У Матисса главенствует идея красоты, хотя фигуры и искажены. У Гончаровой – антиэстетика. У Матисса – гармонический танец. У Гончаровой тоже танец, но танец дикой необузданной силы.
Наталья Гончарова. Лучистые лилии. Пермская государственная художественная галерея. 1913
«Негритянку» Гончарова возила с собой в Париж в первую свою поездку, показывала ее на выставке в галерее Жана Гийома. Картина не произвела впечатления. В России на нее никто тоже не обратил внимания. Она осталась непонятой, хотя сегодня воспринимается как одна из центральных в творчестве Гончаровой российского периода. Гончарова в своей художественной эволюции достигла абстракции и остановилась перед ней. За пределами фигуративности она увидела только «Пустоту». Так она назвала свою картину (1913. ГТГ).
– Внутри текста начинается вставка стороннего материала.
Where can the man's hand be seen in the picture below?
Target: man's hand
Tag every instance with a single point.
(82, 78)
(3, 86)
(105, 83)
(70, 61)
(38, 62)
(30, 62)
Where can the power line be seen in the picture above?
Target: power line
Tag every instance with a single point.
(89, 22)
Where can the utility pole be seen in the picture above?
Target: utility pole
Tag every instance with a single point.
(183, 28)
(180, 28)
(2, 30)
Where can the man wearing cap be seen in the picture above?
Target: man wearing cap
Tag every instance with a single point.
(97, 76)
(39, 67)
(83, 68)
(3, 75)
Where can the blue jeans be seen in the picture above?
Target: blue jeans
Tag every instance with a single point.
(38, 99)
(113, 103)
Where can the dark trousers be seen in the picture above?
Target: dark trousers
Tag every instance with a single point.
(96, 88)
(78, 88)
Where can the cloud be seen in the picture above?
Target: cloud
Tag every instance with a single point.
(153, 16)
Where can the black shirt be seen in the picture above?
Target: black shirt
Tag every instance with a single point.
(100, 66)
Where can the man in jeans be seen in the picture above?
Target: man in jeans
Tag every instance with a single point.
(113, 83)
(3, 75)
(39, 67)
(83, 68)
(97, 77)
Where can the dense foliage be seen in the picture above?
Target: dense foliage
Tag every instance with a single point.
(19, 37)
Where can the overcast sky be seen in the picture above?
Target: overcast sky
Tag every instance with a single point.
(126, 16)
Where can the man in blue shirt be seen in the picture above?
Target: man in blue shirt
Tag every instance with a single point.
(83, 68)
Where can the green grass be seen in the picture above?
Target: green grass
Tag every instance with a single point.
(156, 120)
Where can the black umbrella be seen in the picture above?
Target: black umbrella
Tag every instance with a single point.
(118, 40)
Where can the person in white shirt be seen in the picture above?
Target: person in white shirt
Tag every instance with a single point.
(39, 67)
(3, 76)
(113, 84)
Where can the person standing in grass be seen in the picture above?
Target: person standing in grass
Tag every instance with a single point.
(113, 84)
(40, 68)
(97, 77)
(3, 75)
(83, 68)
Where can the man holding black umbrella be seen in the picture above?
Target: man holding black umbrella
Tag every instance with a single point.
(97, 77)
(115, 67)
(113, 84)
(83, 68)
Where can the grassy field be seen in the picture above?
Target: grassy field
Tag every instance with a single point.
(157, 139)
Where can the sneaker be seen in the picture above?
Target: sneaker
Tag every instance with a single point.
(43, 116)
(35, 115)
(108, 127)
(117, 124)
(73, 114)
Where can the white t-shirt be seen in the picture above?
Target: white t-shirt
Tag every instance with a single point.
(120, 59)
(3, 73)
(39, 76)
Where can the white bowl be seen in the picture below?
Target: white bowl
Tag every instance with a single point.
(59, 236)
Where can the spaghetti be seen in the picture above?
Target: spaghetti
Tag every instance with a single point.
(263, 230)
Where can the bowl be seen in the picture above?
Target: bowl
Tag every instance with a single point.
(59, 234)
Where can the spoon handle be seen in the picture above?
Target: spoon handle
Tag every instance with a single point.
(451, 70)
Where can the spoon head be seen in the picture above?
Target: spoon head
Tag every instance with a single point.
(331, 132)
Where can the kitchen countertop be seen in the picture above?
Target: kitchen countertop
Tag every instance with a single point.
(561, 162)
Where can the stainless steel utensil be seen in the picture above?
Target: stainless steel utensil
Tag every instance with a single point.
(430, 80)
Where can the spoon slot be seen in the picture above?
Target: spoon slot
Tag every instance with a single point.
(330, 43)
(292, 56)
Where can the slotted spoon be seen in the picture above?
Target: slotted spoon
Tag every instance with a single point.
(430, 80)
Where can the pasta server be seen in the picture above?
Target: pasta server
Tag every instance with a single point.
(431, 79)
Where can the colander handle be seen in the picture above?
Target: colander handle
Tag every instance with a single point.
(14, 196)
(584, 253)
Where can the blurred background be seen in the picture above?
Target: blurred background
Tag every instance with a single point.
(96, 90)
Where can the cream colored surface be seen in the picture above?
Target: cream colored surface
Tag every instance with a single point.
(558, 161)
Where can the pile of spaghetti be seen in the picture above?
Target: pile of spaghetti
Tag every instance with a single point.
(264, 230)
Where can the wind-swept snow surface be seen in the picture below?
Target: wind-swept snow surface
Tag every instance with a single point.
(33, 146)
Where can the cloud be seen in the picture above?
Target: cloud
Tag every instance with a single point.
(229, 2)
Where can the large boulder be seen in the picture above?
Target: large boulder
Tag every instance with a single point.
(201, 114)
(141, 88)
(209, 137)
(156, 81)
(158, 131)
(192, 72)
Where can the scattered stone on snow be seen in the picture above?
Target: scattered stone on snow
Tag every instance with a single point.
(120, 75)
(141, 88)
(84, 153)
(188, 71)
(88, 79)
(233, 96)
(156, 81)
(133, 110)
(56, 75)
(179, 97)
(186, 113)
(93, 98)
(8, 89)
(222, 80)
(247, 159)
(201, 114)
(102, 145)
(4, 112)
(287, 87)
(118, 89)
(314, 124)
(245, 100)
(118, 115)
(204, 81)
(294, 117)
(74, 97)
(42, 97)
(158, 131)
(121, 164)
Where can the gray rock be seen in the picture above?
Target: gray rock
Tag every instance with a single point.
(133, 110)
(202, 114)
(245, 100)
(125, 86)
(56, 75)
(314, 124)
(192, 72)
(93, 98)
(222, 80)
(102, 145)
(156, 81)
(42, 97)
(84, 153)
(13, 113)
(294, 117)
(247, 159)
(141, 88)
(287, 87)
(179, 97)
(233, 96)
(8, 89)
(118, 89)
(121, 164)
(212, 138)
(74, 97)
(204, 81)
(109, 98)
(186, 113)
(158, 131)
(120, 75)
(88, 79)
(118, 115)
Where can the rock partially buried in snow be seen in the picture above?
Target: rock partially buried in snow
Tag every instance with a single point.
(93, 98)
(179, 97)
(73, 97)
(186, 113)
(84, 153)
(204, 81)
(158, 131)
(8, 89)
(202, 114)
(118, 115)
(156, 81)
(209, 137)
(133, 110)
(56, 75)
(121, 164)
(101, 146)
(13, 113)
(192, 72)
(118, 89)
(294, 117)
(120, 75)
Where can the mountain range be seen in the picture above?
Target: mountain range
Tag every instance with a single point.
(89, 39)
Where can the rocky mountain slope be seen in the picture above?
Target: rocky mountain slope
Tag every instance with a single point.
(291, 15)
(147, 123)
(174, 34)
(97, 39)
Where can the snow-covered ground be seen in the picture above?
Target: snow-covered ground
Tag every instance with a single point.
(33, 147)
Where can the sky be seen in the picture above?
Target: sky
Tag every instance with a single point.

В «пустоту» Гончарова не шагнула. Она не знала, что там, и остерегалась увидеть. Сегодня мы про пустоту знаем гораздо больше, может быть – благодаря пелевинской книге «Чапаев и Пустота», может быть – благодаря тому, что пустота стала обыденным явлением.
Последнее российское изобретение Ларионова – лучизм. Идея заключалась в том, что от каждого предмета исходят лучи, которые видит художник и оперирует с ними в пространстве картины. Повальное увлечение наукой среди художников в те годы было не просто модой, а глубинным явлением. Вслед за учеными художники в своей живописи занимались поисками четвертого измерения. Они читали книги Петра Успенского и Германа Минковского, увлекались математикой и физикой. Открытие в середине 1890-х годов рентгеновских лучей тоже послужило толчком для Ларионова в создании лучизма. Но до абсолютной абстракции Ларионов в лучизме не дошел.
Оба художника уехали из России в 1915 году по приглашению Дягилева и никогда не возвращались.
За границей, в основном во Франции, они прожили бóльшую часть своей жизни. Их творчество французского периода как будто зависло в воздухе между русскими и европейскими традициями. Может быть, в этом следует видеть его своеобразие и самоценность?
Михаил Ларионов – куратор выставок
Ларионов по смелости и радикальности своего художественного мышления возвышается над горизонтом раннего русского авангарда, как недостижимая вершина. Он проложил новые пути живописи, прежде всего в примитивизме, придав ему полноценность художественного стиля. Открыл ценность народного искусства – лубка, вывески, росписи по дереву. Увидел красоту русской иконы и детского рисунка.